I don't know if this is a normal part of the process but I like the idea that it is, that every author photo you see of Toni Morrison or Peter Carey or Monica Ali was taken after two hours of them switching jackets and contorting into weird shapes and spinning around in a chair and shaking their head to liven up their hair and trying to look curious, or surprised, or to stare into the camera with a furious intensity.

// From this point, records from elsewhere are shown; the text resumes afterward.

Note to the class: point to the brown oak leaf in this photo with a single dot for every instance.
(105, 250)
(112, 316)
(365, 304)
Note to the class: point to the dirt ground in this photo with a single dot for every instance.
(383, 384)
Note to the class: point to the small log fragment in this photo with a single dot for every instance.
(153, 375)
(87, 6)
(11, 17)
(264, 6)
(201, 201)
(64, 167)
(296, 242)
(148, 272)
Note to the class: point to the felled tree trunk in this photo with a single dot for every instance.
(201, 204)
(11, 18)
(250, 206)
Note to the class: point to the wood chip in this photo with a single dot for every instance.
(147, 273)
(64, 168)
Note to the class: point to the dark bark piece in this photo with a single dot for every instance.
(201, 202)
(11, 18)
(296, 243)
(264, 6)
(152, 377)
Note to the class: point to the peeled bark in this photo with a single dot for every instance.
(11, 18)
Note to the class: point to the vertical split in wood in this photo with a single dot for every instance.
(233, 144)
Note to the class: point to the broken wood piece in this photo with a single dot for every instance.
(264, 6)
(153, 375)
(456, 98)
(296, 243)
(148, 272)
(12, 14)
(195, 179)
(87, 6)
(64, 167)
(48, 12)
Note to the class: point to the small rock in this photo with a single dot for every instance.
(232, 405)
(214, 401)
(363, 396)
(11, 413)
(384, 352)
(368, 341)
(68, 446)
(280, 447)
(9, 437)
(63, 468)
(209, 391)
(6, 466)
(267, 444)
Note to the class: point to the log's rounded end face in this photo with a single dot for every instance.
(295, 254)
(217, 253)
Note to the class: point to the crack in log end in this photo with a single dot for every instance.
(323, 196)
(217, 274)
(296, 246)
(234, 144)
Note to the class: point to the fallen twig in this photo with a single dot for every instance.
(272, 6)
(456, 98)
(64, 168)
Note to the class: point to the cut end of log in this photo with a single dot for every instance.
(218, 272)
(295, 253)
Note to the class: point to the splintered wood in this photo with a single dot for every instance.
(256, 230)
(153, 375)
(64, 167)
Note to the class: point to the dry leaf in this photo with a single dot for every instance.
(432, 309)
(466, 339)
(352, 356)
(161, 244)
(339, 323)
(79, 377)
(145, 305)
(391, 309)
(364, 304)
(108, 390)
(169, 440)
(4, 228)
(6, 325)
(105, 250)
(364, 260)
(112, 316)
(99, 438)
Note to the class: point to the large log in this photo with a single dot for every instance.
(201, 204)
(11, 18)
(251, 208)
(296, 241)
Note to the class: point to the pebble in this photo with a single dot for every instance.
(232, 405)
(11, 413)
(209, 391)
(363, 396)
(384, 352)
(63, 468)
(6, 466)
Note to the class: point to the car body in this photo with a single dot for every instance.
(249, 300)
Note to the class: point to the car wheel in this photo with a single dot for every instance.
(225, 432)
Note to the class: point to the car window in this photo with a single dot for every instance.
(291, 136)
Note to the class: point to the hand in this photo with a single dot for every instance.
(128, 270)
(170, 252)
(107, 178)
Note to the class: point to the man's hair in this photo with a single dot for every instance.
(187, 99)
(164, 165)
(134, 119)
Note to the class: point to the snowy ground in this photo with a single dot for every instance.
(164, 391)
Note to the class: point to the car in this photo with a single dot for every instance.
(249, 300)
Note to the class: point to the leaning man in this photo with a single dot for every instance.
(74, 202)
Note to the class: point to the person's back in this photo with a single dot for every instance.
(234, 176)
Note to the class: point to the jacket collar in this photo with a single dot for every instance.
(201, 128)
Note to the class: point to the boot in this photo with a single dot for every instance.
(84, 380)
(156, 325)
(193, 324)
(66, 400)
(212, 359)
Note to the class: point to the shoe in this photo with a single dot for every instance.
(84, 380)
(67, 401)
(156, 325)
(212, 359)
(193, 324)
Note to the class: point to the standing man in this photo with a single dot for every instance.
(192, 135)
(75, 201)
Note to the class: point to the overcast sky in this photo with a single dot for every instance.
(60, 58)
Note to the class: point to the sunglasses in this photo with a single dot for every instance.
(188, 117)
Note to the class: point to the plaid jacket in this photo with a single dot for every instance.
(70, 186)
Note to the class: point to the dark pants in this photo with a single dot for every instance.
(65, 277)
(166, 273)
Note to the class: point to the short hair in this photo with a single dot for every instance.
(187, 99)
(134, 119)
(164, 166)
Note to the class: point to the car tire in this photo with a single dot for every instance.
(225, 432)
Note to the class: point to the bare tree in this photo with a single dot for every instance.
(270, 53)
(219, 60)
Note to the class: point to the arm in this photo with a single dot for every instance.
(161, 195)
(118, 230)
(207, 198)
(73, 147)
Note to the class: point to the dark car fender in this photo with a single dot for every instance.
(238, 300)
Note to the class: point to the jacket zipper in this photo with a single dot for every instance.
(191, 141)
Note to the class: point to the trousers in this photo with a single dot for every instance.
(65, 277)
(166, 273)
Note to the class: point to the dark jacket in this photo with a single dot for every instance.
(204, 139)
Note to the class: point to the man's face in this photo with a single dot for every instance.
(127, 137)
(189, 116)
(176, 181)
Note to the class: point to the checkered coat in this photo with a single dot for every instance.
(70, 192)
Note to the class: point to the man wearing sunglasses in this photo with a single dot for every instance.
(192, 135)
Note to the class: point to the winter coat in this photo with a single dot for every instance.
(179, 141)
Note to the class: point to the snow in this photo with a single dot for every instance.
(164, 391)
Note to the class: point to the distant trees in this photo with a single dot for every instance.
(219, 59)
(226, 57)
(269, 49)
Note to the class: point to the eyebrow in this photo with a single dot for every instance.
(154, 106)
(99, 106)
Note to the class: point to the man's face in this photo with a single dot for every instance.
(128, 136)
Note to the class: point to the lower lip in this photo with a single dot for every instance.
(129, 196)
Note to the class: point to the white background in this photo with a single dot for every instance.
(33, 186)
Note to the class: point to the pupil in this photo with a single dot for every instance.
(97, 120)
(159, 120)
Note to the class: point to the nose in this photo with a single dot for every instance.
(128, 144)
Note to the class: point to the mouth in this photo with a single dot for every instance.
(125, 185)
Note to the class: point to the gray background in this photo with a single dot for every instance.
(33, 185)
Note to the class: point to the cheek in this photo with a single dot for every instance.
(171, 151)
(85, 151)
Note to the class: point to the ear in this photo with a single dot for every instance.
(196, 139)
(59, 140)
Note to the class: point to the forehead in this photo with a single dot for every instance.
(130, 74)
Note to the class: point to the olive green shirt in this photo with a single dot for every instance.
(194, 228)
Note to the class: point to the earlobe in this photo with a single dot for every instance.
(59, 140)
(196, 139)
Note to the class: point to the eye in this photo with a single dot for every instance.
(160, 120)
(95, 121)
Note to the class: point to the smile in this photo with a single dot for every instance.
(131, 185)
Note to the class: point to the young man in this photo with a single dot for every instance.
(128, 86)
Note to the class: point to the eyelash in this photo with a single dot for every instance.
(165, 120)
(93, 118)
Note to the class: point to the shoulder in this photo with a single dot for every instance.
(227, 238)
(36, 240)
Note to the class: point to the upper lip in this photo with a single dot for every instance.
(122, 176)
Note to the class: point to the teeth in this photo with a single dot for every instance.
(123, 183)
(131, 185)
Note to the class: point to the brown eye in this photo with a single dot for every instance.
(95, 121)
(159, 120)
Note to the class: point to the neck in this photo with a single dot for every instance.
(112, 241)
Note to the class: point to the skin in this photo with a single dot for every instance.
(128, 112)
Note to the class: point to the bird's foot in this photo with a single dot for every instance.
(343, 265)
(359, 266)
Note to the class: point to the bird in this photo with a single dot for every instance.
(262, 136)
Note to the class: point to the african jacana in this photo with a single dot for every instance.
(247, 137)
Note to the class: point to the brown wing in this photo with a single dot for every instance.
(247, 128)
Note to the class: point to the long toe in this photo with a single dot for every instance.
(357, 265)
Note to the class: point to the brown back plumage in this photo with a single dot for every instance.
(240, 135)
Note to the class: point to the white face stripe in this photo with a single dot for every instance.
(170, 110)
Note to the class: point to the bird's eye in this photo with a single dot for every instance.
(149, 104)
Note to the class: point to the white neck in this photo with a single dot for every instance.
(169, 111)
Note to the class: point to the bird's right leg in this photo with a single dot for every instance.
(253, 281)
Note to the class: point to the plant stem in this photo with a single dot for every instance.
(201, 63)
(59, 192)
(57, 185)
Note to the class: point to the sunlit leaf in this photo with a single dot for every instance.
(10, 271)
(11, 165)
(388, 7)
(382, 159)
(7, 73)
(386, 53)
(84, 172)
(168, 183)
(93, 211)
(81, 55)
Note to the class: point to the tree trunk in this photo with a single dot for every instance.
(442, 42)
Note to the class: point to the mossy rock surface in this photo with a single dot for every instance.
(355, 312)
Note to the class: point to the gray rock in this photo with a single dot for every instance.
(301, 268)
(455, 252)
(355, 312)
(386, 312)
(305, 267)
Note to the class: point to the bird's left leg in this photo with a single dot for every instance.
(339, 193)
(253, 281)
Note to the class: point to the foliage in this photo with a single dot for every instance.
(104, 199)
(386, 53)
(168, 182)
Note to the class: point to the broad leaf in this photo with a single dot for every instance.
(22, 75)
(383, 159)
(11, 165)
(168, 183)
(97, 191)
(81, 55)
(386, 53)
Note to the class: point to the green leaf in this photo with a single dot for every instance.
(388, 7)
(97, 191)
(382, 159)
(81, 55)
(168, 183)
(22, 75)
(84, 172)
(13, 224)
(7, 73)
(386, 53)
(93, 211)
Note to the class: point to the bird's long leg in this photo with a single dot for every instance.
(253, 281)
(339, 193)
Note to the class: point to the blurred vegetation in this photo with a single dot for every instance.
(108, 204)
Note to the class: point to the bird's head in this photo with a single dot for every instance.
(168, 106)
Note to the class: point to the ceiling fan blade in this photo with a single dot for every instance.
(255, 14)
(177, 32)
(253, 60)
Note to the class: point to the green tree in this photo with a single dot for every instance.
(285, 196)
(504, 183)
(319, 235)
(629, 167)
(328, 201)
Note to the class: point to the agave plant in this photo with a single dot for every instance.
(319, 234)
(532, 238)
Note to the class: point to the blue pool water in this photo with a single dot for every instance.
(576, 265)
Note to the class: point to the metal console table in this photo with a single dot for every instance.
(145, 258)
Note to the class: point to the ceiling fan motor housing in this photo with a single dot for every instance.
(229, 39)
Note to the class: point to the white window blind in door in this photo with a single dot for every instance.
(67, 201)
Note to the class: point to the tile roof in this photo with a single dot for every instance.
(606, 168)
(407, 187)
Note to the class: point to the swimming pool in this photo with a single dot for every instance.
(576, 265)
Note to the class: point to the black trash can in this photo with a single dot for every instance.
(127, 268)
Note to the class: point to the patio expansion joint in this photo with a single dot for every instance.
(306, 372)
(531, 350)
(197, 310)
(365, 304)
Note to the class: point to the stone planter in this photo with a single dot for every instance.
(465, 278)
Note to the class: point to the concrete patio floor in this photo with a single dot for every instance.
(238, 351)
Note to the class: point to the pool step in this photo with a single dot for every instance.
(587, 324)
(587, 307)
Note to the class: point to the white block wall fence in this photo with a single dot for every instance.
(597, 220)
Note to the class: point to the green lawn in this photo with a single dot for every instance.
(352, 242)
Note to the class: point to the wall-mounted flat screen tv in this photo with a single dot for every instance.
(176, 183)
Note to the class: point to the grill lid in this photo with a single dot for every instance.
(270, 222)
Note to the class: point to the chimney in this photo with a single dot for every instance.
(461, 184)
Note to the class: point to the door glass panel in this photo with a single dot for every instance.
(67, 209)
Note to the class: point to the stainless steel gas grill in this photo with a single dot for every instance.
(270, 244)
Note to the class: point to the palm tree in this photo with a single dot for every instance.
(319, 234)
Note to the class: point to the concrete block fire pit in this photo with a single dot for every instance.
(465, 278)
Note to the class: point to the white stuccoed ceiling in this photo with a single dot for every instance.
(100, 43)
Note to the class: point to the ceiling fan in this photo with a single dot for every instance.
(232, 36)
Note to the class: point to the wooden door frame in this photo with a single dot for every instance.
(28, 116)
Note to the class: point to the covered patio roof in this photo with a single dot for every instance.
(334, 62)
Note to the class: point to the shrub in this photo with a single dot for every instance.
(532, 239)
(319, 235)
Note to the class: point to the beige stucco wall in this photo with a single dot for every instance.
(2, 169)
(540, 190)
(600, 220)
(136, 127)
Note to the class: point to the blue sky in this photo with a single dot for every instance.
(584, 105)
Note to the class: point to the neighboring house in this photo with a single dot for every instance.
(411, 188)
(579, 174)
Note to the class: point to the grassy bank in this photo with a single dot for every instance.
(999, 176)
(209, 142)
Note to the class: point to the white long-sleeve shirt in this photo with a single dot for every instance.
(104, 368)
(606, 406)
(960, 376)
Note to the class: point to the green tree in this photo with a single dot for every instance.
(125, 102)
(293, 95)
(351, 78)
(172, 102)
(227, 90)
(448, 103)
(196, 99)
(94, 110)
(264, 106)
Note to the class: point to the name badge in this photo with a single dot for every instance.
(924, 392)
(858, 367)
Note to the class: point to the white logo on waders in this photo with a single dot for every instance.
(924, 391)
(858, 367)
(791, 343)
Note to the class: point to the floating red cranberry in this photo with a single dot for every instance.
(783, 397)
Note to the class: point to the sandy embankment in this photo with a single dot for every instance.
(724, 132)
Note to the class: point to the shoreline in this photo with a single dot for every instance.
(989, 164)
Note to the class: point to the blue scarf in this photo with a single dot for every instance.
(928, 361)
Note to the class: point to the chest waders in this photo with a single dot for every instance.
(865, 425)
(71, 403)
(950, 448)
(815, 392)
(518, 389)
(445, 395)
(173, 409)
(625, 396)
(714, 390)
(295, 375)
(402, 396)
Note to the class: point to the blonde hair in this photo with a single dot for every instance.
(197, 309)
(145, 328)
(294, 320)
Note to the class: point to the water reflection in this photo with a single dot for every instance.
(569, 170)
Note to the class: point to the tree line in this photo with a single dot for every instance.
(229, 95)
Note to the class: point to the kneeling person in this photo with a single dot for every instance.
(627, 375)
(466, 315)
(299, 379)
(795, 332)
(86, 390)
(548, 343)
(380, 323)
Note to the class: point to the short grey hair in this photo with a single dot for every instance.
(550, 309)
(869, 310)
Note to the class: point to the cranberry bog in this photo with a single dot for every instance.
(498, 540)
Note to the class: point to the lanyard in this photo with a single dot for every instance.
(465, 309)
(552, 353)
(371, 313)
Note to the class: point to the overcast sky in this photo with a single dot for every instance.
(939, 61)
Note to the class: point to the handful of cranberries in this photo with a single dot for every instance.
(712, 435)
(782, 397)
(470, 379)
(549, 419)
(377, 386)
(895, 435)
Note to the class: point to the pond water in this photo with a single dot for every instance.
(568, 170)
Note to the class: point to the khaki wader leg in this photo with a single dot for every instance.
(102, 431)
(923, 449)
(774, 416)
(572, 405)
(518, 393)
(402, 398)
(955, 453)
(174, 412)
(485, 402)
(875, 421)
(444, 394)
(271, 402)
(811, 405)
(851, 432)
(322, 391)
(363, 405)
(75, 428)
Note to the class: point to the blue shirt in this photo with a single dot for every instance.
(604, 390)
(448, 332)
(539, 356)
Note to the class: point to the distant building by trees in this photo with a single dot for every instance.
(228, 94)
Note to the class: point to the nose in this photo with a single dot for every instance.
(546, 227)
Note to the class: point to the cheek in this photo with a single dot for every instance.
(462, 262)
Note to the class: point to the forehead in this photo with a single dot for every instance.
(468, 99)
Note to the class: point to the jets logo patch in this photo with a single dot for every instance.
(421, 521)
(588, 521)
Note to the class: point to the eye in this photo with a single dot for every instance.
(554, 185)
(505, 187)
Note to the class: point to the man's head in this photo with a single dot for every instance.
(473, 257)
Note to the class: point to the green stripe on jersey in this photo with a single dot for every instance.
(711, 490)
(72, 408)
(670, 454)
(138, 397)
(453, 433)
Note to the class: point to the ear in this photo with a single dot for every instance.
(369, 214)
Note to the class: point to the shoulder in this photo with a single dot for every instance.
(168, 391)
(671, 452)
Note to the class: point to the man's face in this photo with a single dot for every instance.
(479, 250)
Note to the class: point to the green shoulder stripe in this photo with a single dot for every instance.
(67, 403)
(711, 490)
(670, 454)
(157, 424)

I'm not normally a fan of having my photo taken, honestly, but if you've got to do it and like me you lack the careful glamour of one born to the camera then I definitely recommend "a professional expert figures out how to make you feel comfortable and then spends three hours taking photos and then sends you only the good ones" as a process. One of the very best photos was taken as I stood in a tunnel and watched a nearby pigeon do a little shit so maybe we'll use that one for the book. Maybe that is the sort of writer I fancy myself.
GARDEN REPORT
What else? Well, we have leaf miners in the garden, who live... inside the leaves of trees? And dig little winding tunnels just below the surface of those leaves, creating trails that you can see from outside? What a weird videogame-enemy thing for a real insect to do. Turns out the solution to leaf miners is "get some lacewing larvae, which will eat them" so I guess it's time to order yet another box of insects to come in the post. I draw the line at buying nematodes to eat slugs, though, I'm vague on what a nematode is but I feel like it's probably gross.
READING REPORT
The best thing I read this week was Caroline O'Donoghue's The Rachel Incident, which was great, a told-in-retrospect story of the narrator's early-twenties life in 2010-ish Cork - it's funny and chaotic and full of bad decisions, and characters that feel quickly like people you kind-of know, friends or friends-of-friends or even the people you hope won't turn up at the party but you know they probably will. Written with a really disarming clear-eyed kindness about everyone in it and their messy choices. Lots of specific Irish-person-living-in-London details that I recognise from Terry too, which was nice.